I still read my old White Dwarf magazines (I think the best period were around 1995-2004) from time to time, and I enjoy them a lot more than the stale and boring mag GW puts out today. Needless to say, I’m not looking forward to Warhammer Visions.
Thank you Ted. We did try to put quite a lot into the battle reports as they were always the most popular features whenever we asked readers in polls, questionnaires or in person.
I had an interview to work for White Dwarf in late 2005. The magazine had been in decline for a little while at that stage, with the word count shrinking and the glossy picture count rising, but it was the interview day that really opened my eyes to how much the attitude there had changed…

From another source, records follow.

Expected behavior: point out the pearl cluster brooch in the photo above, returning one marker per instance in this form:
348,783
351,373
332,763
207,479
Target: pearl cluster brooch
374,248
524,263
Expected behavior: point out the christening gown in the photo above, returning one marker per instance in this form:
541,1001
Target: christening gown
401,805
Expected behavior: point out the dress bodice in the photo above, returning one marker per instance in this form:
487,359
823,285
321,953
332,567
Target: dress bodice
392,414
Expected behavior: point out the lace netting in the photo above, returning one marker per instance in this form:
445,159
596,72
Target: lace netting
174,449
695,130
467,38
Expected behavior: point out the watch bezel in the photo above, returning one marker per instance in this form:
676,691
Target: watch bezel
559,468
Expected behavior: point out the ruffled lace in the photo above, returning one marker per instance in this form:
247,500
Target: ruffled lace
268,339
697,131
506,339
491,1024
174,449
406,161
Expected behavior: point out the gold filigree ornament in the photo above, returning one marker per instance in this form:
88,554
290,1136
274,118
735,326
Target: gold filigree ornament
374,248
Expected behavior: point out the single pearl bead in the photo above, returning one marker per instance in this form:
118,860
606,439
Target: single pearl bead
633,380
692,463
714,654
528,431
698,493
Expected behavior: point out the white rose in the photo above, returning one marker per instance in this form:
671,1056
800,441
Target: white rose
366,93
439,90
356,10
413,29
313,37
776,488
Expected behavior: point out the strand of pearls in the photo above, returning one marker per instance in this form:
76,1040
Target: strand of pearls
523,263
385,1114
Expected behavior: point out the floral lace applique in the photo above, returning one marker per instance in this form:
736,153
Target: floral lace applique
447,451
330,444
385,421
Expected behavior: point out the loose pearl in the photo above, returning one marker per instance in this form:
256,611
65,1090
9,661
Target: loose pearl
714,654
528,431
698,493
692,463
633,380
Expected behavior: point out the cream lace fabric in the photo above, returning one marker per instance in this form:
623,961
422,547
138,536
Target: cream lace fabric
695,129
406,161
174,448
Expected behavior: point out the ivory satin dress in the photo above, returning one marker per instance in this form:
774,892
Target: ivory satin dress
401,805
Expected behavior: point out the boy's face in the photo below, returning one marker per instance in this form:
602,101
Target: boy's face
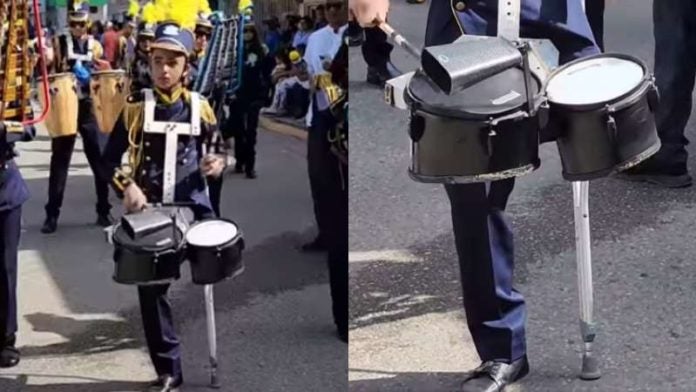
168,68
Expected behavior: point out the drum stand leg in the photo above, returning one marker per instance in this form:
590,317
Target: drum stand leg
212,338
590,365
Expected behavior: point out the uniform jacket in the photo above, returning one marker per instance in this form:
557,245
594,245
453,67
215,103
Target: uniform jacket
148,173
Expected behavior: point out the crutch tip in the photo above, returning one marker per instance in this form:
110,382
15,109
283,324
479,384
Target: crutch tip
590,368
215,383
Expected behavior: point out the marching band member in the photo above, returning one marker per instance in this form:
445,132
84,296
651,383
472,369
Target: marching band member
78,52
127,44
495,311
203,32
169,68
13,193
139,69
337,186
249,99
322,46
675,38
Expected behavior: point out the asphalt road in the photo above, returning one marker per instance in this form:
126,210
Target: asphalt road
408,330
81,332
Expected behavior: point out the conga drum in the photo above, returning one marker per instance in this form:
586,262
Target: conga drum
108,90
61,119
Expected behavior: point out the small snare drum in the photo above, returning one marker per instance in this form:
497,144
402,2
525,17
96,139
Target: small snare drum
214,250
604,108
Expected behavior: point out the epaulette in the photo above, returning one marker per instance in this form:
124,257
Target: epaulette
207,113
135,97
133,111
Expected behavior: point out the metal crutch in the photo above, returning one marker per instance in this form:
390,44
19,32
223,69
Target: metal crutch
208,294
590,364
212,335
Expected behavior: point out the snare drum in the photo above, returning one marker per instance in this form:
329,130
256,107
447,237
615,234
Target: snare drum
604,108
108,90
152,259
479,134
214,250
61,119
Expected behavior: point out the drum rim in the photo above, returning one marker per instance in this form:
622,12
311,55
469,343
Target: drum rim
61,75
416,104
108,72
151,250
647,76
232,240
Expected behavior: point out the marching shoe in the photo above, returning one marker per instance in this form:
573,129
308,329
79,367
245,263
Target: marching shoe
494,376
50,225
105,220
165,384
9,357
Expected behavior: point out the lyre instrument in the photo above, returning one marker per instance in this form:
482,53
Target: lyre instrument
221,67
16,64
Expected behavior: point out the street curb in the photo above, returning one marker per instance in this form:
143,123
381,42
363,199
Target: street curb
281,128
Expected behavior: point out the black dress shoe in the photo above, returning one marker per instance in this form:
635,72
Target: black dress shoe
105,220
494,376
315,246
165,384
342,334
9,357
50,225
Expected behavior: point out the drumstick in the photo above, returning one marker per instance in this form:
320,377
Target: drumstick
399,39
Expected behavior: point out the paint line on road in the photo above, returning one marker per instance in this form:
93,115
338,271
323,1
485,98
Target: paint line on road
389,255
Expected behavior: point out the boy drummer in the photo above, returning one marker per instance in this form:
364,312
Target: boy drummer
13,193
144,183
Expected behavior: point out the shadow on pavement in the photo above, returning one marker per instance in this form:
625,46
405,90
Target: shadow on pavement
96,336
409,381
18,383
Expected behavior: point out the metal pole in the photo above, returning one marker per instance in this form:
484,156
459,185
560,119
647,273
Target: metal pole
210,318
212,336
590,366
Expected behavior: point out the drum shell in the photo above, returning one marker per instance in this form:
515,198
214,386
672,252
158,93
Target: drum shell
212,264
61,119
145,268
457,150
108,91
591,147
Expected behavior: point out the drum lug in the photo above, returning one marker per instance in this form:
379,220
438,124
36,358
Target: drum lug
611,124
416,127
653,97
543,113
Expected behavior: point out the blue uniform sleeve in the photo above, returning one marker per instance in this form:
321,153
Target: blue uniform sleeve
113,154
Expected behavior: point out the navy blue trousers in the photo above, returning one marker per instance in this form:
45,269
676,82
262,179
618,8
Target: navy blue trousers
94,142
158,322
162,341
10,229
675,68
495,311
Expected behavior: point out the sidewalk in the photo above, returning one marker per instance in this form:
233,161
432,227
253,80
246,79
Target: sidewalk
80,331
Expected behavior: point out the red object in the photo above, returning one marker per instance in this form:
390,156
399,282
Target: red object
44,71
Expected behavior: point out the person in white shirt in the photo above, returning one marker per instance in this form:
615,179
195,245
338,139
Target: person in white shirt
322,46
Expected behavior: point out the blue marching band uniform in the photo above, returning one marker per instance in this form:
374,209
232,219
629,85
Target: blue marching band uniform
163,343
13,193
495,311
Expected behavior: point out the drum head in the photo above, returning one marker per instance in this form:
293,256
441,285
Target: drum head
212,232
594,80
499,94
155,242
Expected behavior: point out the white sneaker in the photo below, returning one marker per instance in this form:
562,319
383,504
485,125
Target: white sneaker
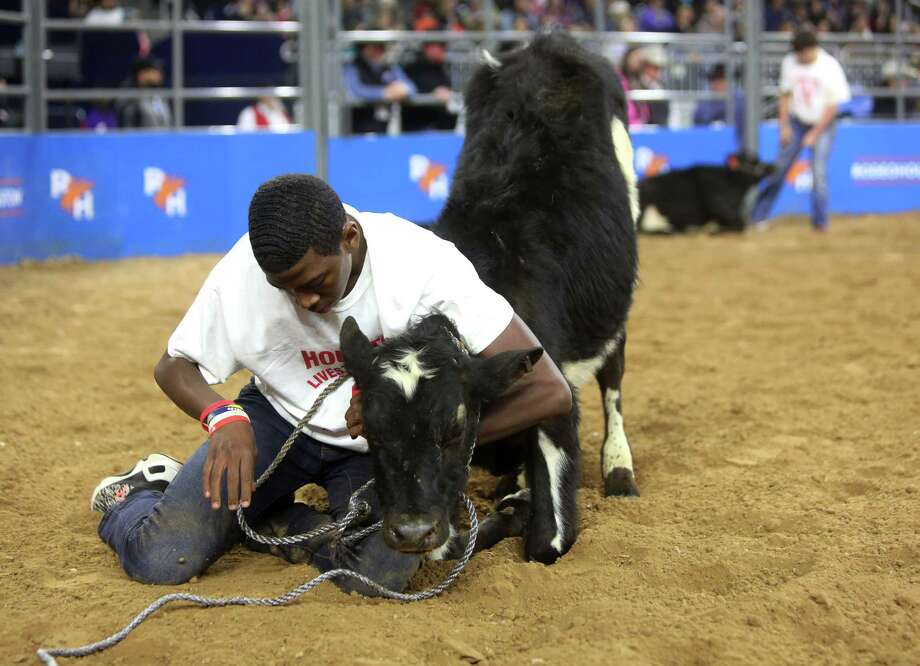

I carried on buying it for a little while longer, but it rapidly became more and more of a chore rather than the treat it used to be…
It’s a shame to see the magazine the way it is now, but I’ll be interested to see what they do with this new version…
Jerv’s article and Blanchitsu were interesting, but that’s about it, and it’s rare these days that it gets interesting. One does have a read through in the newsagents, but it has been for a while a Miniature porn catalogue. i can google miniature images.
Battle reports tend to be insipid and bland, its like the players are going through the motions not enjoying a fun game, ‘Though there may be something in that!!!!!’.
Cover the latest release fine, but in other months it would be good to get back to the old days with articles and ‘how to’s’ that get your interest.
7-8 pages o store locations are not needed, would be better to have community info, what gamers are up-to, involve those who buy your product to buy into the social aspect.
I think Jake, it would have been quite interesting if you’d had a sample issue for, say, every 3-5 years as a point of interest to affirm or challenge whether the views of “old” Dwarf are nostalgia or realistic.
A sort of White Dwarf through the ages?
I may yet get round to something like that. I’ll have to borrow a few, but I’m sure some of the local GW crowd must have all the more recent issues than I do. The real challenge is finding a representative one for each period. In any group there will be more and less inspired individual issues.
Whenever one personally started as a gamer will have a rosy glow of nostalgia because that’s nostalgia’s job. That aside, I am pretty sure that there are real differences in tone and content over the years. After all, it’s been going a long time and it would be more amazing if there wasn’t.
I read WD from ’89 through about 2009 though not every issue. And I think it might surprise folks to see even in 2009 there were a lot of great features on campaigning, scenarios, and escalation leagues like the “Tale
Of Four Gamers.” It seems to me the drop off in quality was rather precipitous given that was only 5 years ago!
I think Sami’s suggestion is a good one and I’ll add it to the list for when I’ve gone through the rest of the new WD stuff and the other magazines.